Turkey must protect the Iraqi Kurds
WLADIMIR VAN WILGENBURGIn a one-week blitzkrieg, the Islamic State of Iraq and the Levant (ISIL), who now refer to themselves as the Islamic State (IS), have purged religious and ethnic minorities from the countryside of Mosul and have managed to capture new oil fields, weapons, and most important of all, the Mosul Dam. ISIL is becoming a bigger threat to Turkey every day, but Turkey’s hands are tied with 49 staff of Turkey’s Mosul consulate still in ISIL-hands.
The Kurdish Peshmerga forces suffered a major blow to their image after they were kicked out of significant territory by the Islamist militants. Initially, the Kurds were overjoyed when ISIL kicked out the Iraqi troops, and the Kurds managed to secure many territories previously controlled by the Iraqi army. The Kurds hoped ISIL would focus on Baghdad, while the Kurds could work on a Kurdish state. But since the Kurds are Muslims and ISIL sees the Kurdish regions as part of a future caliphate, it’s impossible for the Kurds to stay out of this fight.
Turkey has a significant interest in protecting Iraqi Kurds, as it aims to protect the future of Turkey’s energy security and business ties between the Kurdistan Regional Government in northern Iraq (KRG) and Turkey. Moreover, if ISIL manages to beat the Kurds, Turkey could have a dangerous and unpredictable caliphate at its border. This would also cut off Turkey’s access to Iraqi oil and gas and ISIL could then threaten the 2,000 Turkish troops that are still deployed in small bases in northern Iraq under the 1997 agreement in the Duhok province.
Mostly likely ISIL would target Turkey in the future since it sees Turkey as part of its global Islamic Ummah. And Turkey could make the same mistakes as Iraqi Kurds in treating ISIL along the same line according to the famous proverb, “the enemy of my enemy is my friend.” ISIL has already branded the Turkish Prime Minister Recep Tayyip Erdoğan and the Kurdistan Workers’ Party (PKK) head Abdullah Öcalan as “infidels” in its latest English glossy Dabiq.
Kurdish commanders and security officers told me the biggest problem the Kurds now have is the lack of ammunition and weapons. While the ISIL militants captured U.S. heavy weaponry, the Kurds are left with old Kalashnikovs. The Americans did not allow the Iraqi Kurds to buy their own weapons without coordination with Baghdad, which refused to pay the Kurdish armed forces.
Unlike in Turkey, the Kurdish armed forces are divided along political lines and are just a light infantry force with very old tanks dating from the Soviet times, old weapons and no air support or advanced anti-tank weapons, nor good artillery or intelligence information on pinpointing the exact location of ISIL militants.

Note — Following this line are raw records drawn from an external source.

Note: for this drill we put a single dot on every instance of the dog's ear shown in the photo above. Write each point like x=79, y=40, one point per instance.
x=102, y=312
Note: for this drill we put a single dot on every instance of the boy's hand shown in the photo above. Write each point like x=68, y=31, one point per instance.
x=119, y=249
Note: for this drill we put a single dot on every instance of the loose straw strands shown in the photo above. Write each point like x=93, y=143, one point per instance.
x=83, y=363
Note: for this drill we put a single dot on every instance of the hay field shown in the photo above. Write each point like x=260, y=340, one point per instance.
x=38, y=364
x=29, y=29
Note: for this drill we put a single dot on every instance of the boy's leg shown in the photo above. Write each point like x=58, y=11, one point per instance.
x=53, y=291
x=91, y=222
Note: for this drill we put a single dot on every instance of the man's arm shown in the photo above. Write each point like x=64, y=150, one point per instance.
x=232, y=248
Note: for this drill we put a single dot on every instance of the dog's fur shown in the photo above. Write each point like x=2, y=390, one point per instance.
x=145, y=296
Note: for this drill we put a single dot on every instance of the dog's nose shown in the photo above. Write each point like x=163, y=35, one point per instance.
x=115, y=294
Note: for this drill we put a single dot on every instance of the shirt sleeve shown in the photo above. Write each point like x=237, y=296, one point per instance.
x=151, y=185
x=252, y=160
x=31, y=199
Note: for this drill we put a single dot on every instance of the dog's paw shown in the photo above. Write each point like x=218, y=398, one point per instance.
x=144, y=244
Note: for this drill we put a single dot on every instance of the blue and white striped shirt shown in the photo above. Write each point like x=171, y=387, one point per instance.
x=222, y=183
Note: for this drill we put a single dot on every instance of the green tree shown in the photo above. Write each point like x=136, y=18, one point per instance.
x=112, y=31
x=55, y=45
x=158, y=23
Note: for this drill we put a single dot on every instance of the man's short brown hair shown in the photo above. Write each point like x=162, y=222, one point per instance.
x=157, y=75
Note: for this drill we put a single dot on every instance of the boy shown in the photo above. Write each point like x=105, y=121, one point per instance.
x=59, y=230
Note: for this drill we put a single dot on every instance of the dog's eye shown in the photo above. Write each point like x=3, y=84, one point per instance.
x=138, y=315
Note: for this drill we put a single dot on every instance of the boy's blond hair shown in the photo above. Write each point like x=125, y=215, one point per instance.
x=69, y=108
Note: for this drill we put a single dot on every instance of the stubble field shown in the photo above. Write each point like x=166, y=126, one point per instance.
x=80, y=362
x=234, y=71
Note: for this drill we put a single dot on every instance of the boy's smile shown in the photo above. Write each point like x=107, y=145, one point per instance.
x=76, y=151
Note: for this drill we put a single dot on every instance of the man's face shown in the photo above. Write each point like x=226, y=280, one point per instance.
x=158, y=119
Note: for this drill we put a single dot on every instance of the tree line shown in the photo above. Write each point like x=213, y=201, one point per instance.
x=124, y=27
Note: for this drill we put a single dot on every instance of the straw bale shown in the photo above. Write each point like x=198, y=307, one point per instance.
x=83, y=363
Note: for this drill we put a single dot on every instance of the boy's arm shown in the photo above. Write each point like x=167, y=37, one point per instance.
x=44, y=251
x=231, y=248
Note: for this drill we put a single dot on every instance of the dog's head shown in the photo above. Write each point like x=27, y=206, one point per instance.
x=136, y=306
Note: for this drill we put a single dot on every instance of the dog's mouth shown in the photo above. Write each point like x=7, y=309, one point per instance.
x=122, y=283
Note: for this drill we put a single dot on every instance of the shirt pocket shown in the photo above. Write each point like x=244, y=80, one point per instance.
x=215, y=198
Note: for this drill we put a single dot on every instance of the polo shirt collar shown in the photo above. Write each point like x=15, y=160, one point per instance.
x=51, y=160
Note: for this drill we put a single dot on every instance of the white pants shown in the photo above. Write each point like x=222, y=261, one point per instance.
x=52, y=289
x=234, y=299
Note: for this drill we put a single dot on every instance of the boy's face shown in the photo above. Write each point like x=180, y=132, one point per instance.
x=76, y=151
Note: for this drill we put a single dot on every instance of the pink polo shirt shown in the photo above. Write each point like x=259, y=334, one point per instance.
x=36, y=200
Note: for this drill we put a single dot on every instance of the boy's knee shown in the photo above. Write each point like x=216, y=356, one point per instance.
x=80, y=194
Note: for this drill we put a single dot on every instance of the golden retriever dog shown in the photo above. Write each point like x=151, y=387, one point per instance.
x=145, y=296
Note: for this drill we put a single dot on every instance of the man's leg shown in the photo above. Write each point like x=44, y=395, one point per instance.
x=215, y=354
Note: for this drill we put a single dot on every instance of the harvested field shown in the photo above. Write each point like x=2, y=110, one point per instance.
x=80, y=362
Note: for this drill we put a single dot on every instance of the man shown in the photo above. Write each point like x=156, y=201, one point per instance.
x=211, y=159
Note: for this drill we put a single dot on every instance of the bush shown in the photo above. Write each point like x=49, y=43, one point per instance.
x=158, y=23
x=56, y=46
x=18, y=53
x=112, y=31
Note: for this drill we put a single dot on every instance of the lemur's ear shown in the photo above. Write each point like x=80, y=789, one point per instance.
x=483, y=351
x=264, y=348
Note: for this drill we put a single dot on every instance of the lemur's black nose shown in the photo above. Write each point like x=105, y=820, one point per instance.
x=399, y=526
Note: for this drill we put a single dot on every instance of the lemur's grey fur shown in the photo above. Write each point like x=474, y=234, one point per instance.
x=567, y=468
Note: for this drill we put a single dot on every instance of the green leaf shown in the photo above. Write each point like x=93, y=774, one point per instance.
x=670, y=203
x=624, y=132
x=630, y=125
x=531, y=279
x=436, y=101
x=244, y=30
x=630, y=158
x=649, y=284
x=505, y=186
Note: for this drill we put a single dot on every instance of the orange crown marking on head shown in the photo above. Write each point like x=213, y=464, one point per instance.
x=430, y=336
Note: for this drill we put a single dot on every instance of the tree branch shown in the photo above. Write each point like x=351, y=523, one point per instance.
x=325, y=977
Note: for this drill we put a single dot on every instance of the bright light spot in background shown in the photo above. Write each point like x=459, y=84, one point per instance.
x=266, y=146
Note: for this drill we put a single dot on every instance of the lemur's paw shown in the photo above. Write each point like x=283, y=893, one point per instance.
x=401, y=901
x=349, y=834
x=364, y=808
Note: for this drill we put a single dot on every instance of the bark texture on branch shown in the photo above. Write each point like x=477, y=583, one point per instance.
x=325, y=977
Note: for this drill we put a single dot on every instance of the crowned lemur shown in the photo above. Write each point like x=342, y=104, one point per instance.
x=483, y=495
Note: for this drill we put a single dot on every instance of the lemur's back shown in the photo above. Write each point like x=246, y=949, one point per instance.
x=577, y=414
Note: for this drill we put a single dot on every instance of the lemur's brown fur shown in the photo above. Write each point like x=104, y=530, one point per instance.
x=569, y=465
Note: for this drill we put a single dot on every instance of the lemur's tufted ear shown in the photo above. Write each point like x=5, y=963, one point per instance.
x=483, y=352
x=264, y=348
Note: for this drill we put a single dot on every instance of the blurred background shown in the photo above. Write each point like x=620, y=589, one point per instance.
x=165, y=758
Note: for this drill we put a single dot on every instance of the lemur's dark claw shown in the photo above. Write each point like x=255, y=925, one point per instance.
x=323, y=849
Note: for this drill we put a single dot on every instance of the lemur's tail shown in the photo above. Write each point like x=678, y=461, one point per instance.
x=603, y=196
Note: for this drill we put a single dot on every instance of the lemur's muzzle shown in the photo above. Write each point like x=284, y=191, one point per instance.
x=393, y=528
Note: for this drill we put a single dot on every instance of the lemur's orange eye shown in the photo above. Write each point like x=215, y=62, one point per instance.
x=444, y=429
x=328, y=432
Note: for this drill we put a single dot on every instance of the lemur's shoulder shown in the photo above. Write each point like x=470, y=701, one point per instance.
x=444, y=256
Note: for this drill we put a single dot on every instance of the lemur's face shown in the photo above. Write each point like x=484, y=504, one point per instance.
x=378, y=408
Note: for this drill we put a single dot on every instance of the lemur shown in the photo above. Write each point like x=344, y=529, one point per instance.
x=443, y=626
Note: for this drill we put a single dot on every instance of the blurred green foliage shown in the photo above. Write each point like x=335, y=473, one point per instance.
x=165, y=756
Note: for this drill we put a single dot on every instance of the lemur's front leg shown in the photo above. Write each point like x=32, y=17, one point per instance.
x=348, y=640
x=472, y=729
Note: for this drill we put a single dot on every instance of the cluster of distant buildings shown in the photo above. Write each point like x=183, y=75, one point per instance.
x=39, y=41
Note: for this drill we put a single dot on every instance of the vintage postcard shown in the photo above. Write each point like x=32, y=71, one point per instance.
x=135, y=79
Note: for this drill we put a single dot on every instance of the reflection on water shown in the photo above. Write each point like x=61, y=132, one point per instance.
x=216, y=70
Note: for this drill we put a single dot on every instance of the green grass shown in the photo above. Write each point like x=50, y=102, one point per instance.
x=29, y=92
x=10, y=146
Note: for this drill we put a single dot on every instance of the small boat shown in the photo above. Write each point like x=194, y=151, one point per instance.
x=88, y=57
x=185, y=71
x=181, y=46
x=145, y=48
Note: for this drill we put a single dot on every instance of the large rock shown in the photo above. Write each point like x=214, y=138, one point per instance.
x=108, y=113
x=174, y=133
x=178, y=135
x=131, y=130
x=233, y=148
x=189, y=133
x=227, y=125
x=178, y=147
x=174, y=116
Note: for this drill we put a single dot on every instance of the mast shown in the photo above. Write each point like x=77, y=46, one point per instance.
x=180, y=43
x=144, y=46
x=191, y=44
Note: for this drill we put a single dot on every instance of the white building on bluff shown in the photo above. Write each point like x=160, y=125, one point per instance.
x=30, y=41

The Kurdish army needs more ammunition, night vision goggles, modern tanks, armored personnel carriers (APC), air support and intelligence. They could also use the support of small special forces teams that helped them root out the extremist Ansar al-Islam group in 2003.
The Kurds could also use more training after not having fought any major battles after the fall of Saddam in 2003. The Kurdish Peshmerga forces turned from an insurgent force into a regularly paid army without receiving a significant amount of training, nor experience in the battlefield. This is one of the reasons why Kurdish President Massoud Barzani has called on the old battle-hardened Peshmerga fighters to return to the battlefront.
Another crisis the Kurds face is the huge numbers of internally displaced persons (IDPs) and refugees, which are at least over 1 million.
As daily Hürriyet reported, Turkish defense officials denied any involvement in the bombing campaigns against ISIL in Mosul, in order not to endanger the lives of the Turkish diplomats held hostage by ISIL in Mosul.
With already having Turkish bases in the country, Turkey could easily support the Kurds from Duhok with its special forces, support units, tank battalion and air support with helicopters and fighter jets from Incirlik. But this could seriously threaten the Turkish diplomats held hostage in Mosul, unless Turkey supplies the Kurds with covert military supplies, intelligence and surveillance. Turkey could also support Sunni Arab militia groups to fight against ISIL in the future. There are already indications that Turkey has backed militant groups in Syria to fight ISIL.
If military options are too risky, the Turkish government could also choose to provide humanitarian aid, financial support and food supplies, and help the Kurds with setting up refugee camps close to the Turkish border. The Kurdish government is now faced with a huge humanitarian crisis with many NGO workers leaving. But Turkey should not make the same mistake as the Iraqi Kurds since ISIL’s goals are global.
Wladimir van Wilgenburg is an analyst of Kurdish politics for the Jamestown Foundation.